In December 2023, the Strategic Litigation Against Public Participation Bill was introduced to Parliament as a private members’ bill. It had its second reading in the House of Commons on 23 February 2023. It provides that the rules of civil court procedure in England and Wales must include provisions ensuring that a court claim can be struck out before trial where the court determines that the claim is a SLAPP claim (see below), and the claimant has failed to show that it is more likely than not that the claim would succeed at trial. The civil court rules must also include a provision that a court may not order the defendant to pay the claimant’s costs in respect of a SLAPP claim, unless the defendant’s misconduct justifies such an order. Presumably, this applies where a SLAPP claim is allowed to proceed.

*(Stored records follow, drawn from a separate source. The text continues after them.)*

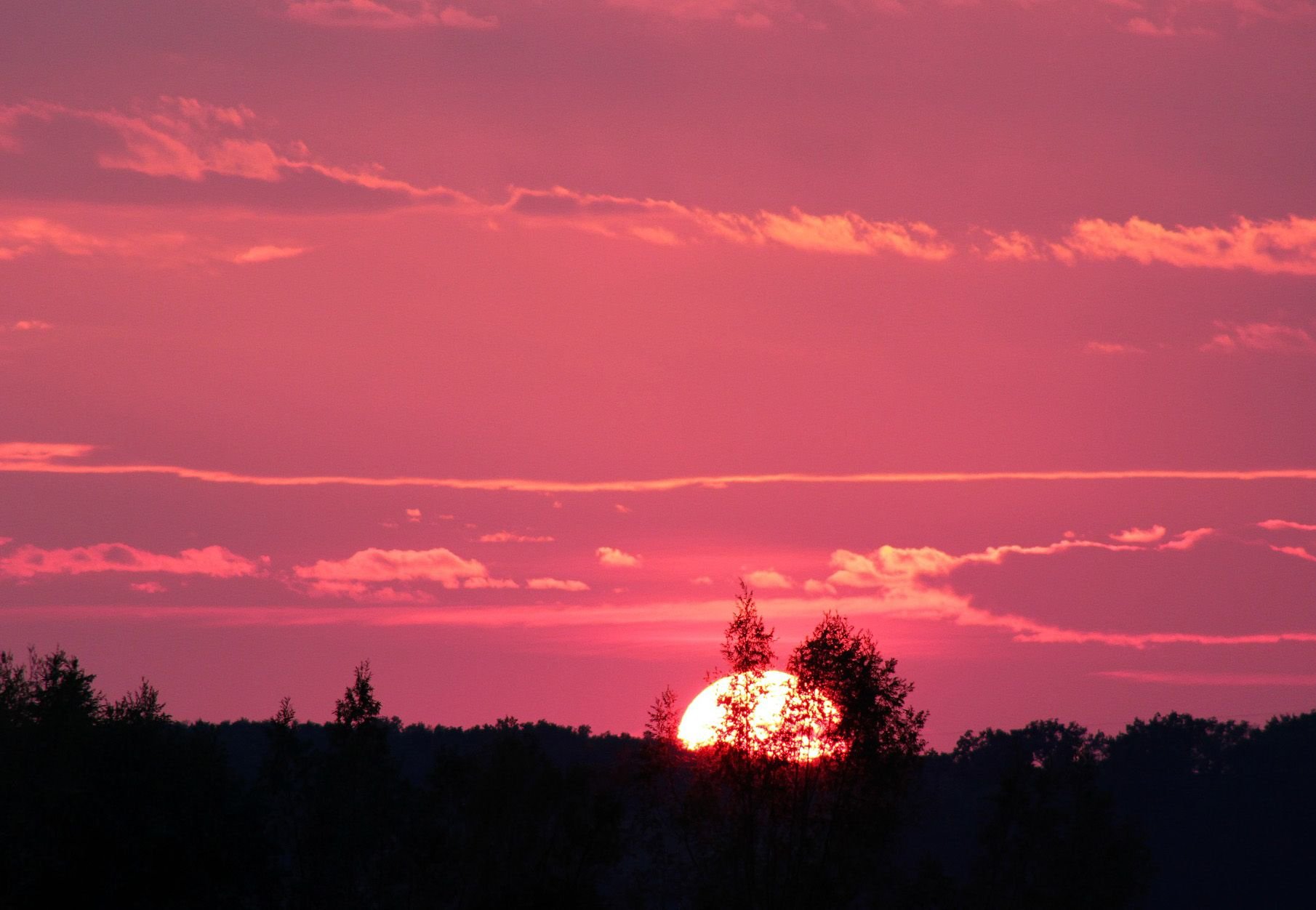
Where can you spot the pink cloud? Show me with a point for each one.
(364, 13)
(846, 233)
(193, 150)
(893, 567)
(1177, 677)
(614, 558)
(770, 579)
(1261, 337)
(52, 455)
(461, 19)
(374, 565)
(508, 537)
(555, 584)
(1014, 246)
(28, 562)
(1274, 248)
(268, 253)
(372, 593)
(1282, 525)
(1112, 347)
(1301, 552)
(1140, 534)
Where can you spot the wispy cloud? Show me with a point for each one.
(1140, 534)
(28, 562)
(508, 537)
(768, 579)
(555, 584)
(385, 15)
(1285, 525)
(61, 458)
(1267, 337)
(614, 558)
(1285, 246)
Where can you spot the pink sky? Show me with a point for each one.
(494, 341)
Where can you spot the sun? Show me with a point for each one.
(774, 696)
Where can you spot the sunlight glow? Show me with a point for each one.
(783, 718)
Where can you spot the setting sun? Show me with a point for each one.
(774, 697)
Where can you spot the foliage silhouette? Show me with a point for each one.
(119, 805)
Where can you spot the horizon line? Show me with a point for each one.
(42, 462)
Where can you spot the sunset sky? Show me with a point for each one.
(495, 341)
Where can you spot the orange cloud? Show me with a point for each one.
(1112, 347)
(55, 458)
(1282, 525)
(1261, 337)
(508, 537)
(768, 579)
(615, 558)
(1140, 534)
(373, 565)
(895, 567)
(555, 584)
(268, 253)
(1274, 248)
(669, 222)
(28, 562)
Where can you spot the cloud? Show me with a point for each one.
(846, 233)
(364, 13)
(440, 565)
(1301, 552)
(555, 584)
(58, 458)
(1112, 347)
(895, 567)
(1178, 677)
(216, 562)
(268, 254)
(461, 19)
(1140, 534)
(1274, 248)
(385, 15)
(1282, 525)
(1260, 337)
(360, 591)
(1014, 246)
(33, 235)
(768, 579)
(615, 558)
(180, 150)
(508, 537)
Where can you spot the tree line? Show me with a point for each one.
(112, 802)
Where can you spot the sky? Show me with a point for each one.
(495, 341)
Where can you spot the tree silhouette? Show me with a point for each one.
(62, 690)
(845, 666)
(664, 717)
(358, 705)
(143, 705)
(747, 642)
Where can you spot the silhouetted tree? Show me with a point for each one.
(143, 705)
(358, 705)
(62, 690)
(664, 717)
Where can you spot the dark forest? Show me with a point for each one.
(116, 804)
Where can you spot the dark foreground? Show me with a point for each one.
(116, 805)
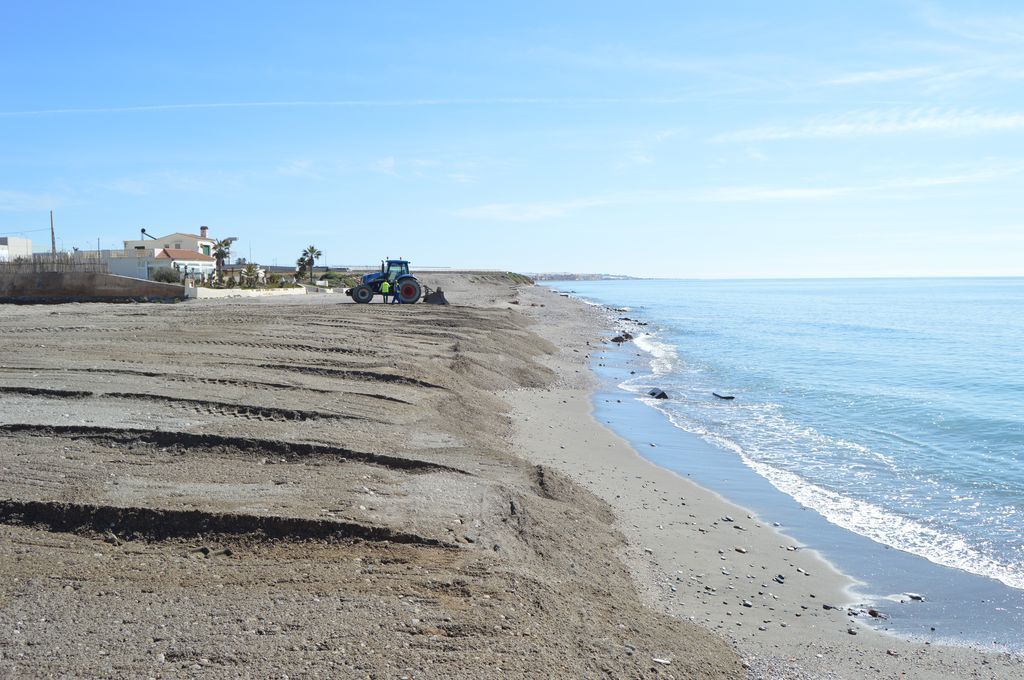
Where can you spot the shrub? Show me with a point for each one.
(166, 275)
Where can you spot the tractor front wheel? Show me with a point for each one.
(363, 294)
(409, 291)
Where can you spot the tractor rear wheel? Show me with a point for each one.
(409, 291)
(363, 294)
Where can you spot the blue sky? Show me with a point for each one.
(733, 139)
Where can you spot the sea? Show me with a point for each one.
(881, 421)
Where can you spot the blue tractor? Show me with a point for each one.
(400, 282)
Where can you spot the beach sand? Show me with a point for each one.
(320, 489)
(698, 557)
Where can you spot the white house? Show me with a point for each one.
(13, 247)
(187, 254)
(200, 243)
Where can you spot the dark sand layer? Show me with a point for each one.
(303, 487)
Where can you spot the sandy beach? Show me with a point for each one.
(320, 489)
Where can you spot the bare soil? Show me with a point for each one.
(303, 486)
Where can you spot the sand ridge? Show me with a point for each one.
(303, 486)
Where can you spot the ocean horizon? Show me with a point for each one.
(892, 408)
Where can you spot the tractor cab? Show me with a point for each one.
(394, 269)
(401, 284)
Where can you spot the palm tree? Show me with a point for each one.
(250, 274)
(310, 254)
(221, 251)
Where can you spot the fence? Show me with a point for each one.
(44, 262)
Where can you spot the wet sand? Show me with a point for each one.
(701, 558)
(310, 486)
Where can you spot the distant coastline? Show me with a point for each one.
(563, 275)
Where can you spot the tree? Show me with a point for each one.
(310, 254)
(221, 251)
(250, 275)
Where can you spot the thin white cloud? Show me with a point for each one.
(526, 212)
(990, 28)
(27, 202)
(387, 166)
(536, 211)
(883, 76)
(869, 123)
(299, 168)
(356, 103)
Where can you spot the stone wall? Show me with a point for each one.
(51, 287)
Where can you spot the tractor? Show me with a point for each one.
(396, 273)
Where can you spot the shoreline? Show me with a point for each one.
(684, 555)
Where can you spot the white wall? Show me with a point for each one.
(11, 247)
(203, 293)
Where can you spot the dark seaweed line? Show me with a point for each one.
(161, 524)
(189, 442)
(373, 376)
(168, 376)
(264, 412)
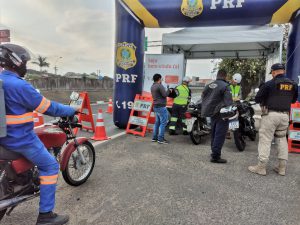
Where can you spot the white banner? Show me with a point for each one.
(170, 66)
(143, 106)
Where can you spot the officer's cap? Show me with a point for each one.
(277, 66)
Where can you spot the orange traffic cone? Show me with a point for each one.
(110, 108)
(100, 133)
(38, 119)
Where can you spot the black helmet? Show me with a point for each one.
(14, 57)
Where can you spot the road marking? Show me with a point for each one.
(111, 138)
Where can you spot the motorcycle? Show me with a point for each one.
(242, 124)
(19, 178)
(197, 126)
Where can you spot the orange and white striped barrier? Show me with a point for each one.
(38, 119)
(100, 133)
(110, 107)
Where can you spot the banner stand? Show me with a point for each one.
(140, 115)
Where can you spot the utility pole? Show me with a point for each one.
(55, 70)
(55, 67)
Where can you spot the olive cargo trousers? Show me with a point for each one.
(275, 124)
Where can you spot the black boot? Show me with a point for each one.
(51, 219)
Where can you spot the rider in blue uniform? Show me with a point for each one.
(21, 99)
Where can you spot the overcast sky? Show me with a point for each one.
(81, 32)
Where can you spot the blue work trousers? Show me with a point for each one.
(219, 128)
(161, 120)
(48, 171)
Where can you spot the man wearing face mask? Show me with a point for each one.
(275, 97)
(21, 99)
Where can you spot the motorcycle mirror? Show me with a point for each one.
(74, 96)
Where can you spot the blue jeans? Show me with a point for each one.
(219, 128)
(48, 171)
(161, 119)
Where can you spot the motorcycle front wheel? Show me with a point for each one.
(77, 172)
(239, 140)
(195, 136)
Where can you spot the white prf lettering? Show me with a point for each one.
(228, 4)
(214, 4)
(239, 3)
(133, 78)
(126, 78)
(118, 77)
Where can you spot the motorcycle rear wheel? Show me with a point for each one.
(196, 138)
(70, 174)
(239, 140)
(2, 213)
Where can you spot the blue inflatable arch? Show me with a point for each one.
(132, 16)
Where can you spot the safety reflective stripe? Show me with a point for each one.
(48, 180)
(19, 119)
(44, 105)
(174, 119)
(172, 128)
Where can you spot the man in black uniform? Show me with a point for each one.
(214, 97)
(275, 98)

A claim is a SLAPP claim if (1) the claimant’s behaviour in relation to the matters complained of in the claim has, or is intended to have, the effect of restraining the defendant’s exercise of the right to freedom of speech, (2) the information that is or would be disclosed by the exercise of that right relates to a matter of public interest; and (3) any of the behaviour of the claimant in relation to the matters complained of in the claim is intended to cause the defendant harassment, alarm or distress, expense, or any other harm or inconvenience, beyond that ordinarily encountered in the course of properly conducted litigation.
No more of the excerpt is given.